In all treatments, supervisors receive a payment that is increasing in their matched worker’s actual performance. At the end of part 2, supervisors complete the Social Value Orientation (SVO) slider measure (Murphy et al., 2011) with a random worker (but not the one they rated) as the recipient in order to measure their social preferences towards the worker population. They also fill in a reciprocity questionnaire (Dohmen et al., 2009), the Big Five Inventory (Rammstedt and John, 2005), and a demographics questionnaire. After this, they learn their total payment and leave the study.
Part 3
Workers who completed part 1 and who received a rating in part 2 are invited per email to participate in part 3.
First, they learn their rating and their actual performance and are asked to submit their satisfaction with their performance and their satisfaction with the rating. Second, they learn whether their payment depends on the rating, and learn their payment. They complete the SVO slider measure with their supervisor as the recipient to measure their social preferences towards their supervisor. After this, they learn their total payment consisting of payments from the Entry Task, the SVO they completed, and the SVO another supervisor completed in part 2. This concludes the experiment.
Exclusion criteria
We restrict participation to MTurk workers who have completed at least 1000 HITs (Human Interface Task) on MTurk and who have an approval rate of at least 98%. These restrictions are standard in the literature and ensure high data quality. Subjects are excluded from payment (and further participation in the study) if they do not enter a single image in part 1.
In parts 1 and 2, participants have to enter comprehension questions to make sure they understand the instructions. If they do not answer a question correctly after the third attempt they are excluded from further participation.

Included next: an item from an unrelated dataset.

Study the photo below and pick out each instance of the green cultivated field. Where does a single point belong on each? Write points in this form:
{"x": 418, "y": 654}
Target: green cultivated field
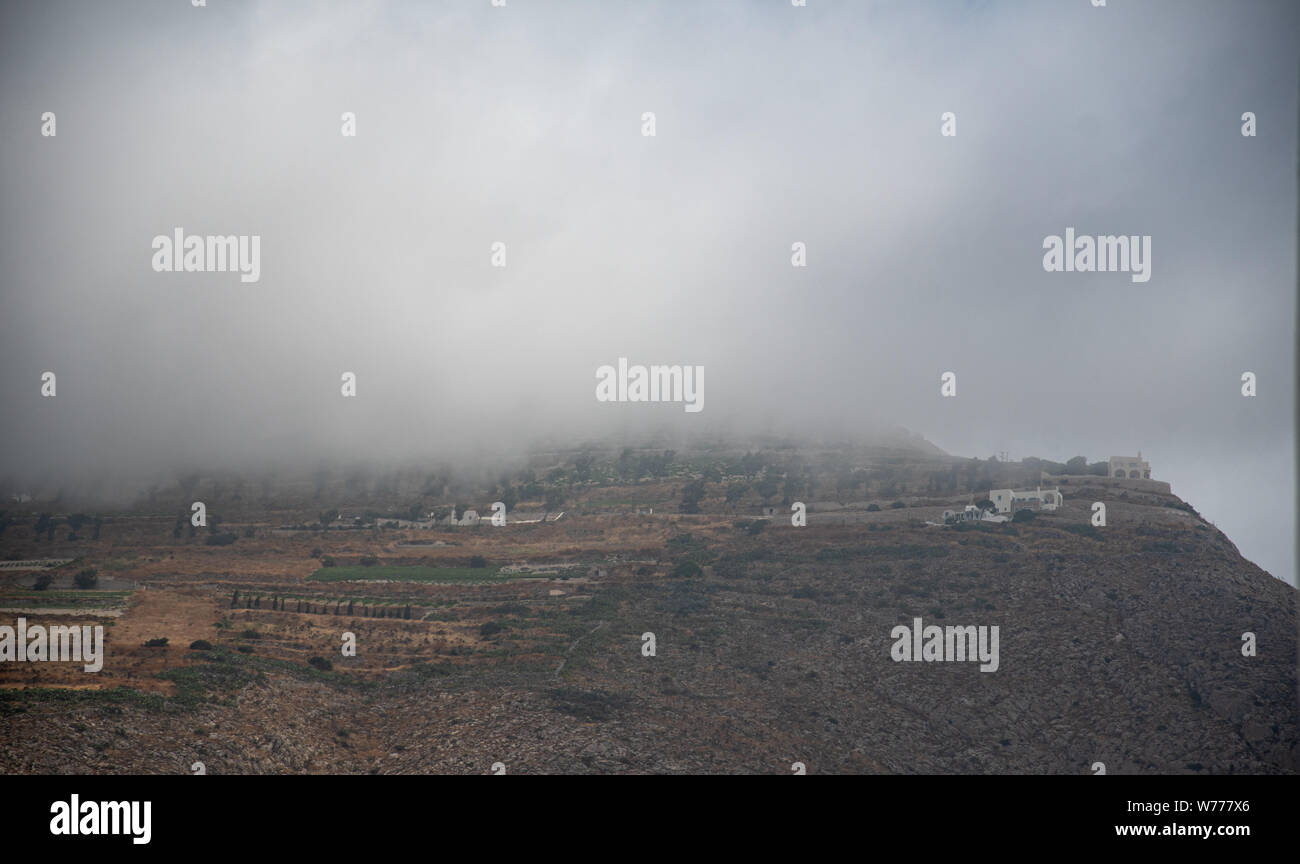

Before participants agree to participate in the study in part 1, they are made aware that they will only receive their payment if they also participate in the third part of the study within 4 weeks of receiving the invitation email.
Pre-Analysis Plan
We will regress performance ratings on treatment dummies, the standardized aggregated signal observed by the respective supervisor, and interaction terms between the signal and the respective treatment dummies. The treatment dummies thus capture between treatment differences in rating leniency and the respective interaction terms differences in rating compression. Furthermore, we will compare the average ratings between prosocial and individualistic supervisors (according to SVO) within treatments.
References
T. Dohmen, A. Falk, D. Huffman, and U. Sunde. Homo reciprocans: Survey evidence on behavioural outcomes. Economic Journal, 119(536):592–612, 2009.
R. O. Murphy, K. A. Ackermann, and M. J. J. Handgraaf. Measuring social value orientation. Judgment and Decision Making, 6(8):771–781, 2011.
B. Rammstedt and O. P. John. Kurzversion des Big Five Inventory (BFI-K): Entwicklung und Validierung eines ökonomischen Inventars zur Erfassung der fünf Faktoren der Persönlichkeit. Diagnostica, 51(4):195– 206, 2005.